# Pompano Rig



## WilliP (May 12, 2016)

what are the best Pompano Riggs and where can i order tgwm from


----------



## kraus (Jun 8, 2009)

http://www.pierandsurf.com/fishing-forum/showthread.php?156369-Where-to-purchase-a-river-rig


----------



## letmefish (May 23, 2015)

OH NO YOU DIDN'T just plug the "River Rig"!!!!!!!!!!!!.......................................

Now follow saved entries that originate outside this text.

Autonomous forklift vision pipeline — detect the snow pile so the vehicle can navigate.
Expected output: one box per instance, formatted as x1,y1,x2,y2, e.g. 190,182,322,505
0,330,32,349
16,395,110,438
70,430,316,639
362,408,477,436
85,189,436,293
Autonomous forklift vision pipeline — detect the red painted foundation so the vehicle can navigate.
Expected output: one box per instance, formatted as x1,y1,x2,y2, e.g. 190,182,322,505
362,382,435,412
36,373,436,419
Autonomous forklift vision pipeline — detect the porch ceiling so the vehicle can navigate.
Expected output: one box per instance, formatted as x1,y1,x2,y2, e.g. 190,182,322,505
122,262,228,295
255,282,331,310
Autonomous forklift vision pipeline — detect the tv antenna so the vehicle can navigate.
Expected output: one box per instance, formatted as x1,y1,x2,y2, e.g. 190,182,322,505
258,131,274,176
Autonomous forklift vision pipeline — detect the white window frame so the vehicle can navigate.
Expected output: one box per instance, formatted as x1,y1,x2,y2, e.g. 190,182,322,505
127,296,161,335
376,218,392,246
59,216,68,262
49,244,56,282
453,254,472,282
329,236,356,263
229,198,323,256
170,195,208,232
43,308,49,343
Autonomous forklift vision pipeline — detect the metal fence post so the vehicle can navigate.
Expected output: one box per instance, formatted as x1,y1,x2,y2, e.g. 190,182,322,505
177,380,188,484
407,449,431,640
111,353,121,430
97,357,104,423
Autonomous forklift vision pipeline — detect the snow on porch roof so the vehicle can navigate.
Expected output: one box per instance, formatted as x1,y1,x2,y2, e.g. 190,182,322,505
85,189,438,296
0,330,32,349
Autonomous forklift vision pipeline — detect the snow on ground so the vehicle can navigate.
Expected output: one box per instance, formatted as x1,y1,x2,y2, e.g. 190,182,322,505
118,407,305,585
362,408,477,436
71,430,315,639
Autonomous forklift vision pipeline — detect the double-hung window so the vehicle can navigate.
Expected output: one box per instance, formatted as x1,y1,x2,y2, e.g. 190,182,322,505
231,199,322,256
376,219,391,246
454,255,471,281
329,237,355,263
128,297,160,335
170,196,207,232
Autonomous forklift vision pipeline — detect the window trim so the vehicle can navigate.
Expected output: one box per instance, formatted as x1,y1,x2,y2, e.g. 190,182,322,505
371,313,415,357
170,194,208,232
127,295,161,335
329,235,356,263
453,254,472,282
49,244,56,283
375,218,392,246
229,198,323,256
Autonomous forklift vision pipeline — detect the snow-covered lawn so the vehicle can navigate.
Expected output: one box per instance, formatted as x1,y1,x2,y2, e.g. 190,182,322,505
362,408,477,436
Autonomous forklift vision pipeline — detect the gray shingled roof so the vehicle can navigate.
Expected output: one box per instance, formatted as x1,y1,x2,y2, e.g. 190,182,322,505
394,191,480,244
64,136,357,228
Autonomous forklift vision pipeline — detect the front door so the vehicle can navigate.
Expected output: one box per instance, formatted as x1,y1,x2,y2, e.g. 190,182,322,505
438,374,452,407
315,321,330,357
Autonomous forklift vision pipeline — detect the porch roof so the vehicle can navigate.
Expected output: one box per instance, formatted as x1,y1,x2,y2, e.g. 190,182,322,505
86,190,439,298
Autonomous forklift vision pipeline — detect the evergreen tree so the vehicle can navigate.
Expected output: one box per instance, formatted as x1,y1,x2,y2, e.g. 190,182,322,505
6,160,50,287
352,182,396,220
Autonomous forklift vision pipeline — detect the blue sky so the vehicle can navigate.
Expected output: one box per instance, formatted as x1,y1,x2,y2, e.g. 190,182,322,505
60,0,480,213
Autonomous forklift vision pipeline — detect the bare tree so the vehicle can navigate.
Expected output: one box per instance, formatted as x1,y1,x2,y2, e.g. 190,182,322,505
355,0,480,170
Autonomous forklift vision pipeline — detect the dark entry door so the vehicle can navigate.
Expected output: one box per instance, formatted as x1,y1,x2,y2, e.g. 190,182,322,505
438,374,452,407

Hahaha.... I was gonna do that. 

The River rig is awesome.

Do yourself a favor though. Hop on Youtube and check out some videos of guys tying their own rigs. Then grab you favorite Mono or Fluro and get to tying.


----------



## bronzbck1 (Jun 13, 2007)

Got a nice one on a River Rig Sunday


----------



## WilliP (May 12, 2016)

Ill give it a trt thanks. I was thinkin i needed the floats on there??? Is that just flash or do they have any purpose other than keepin bait up


----------



## surfchunker (Apr 10, 2006)

floats are ok if your fishing for blues


----------



## DaBig2na (Aug 7, 2011)

surfchunker said:


> floats are ok if your fishing for blues


You've never fished a Crazy Jimmy's River Rig then.


----------



## bronzbck1 (Jun 13, 2007)

Crazy Jimmy rig was designed to catch three drum at one time Worked


----------



## fishiker (Dec 10, 2015)

It's not traditional but we've had some fun productive days fishing a spinner rig baited with fishbites or strips of squid. If the conditions are perfect you can watch the surf and sight cast to them.


----------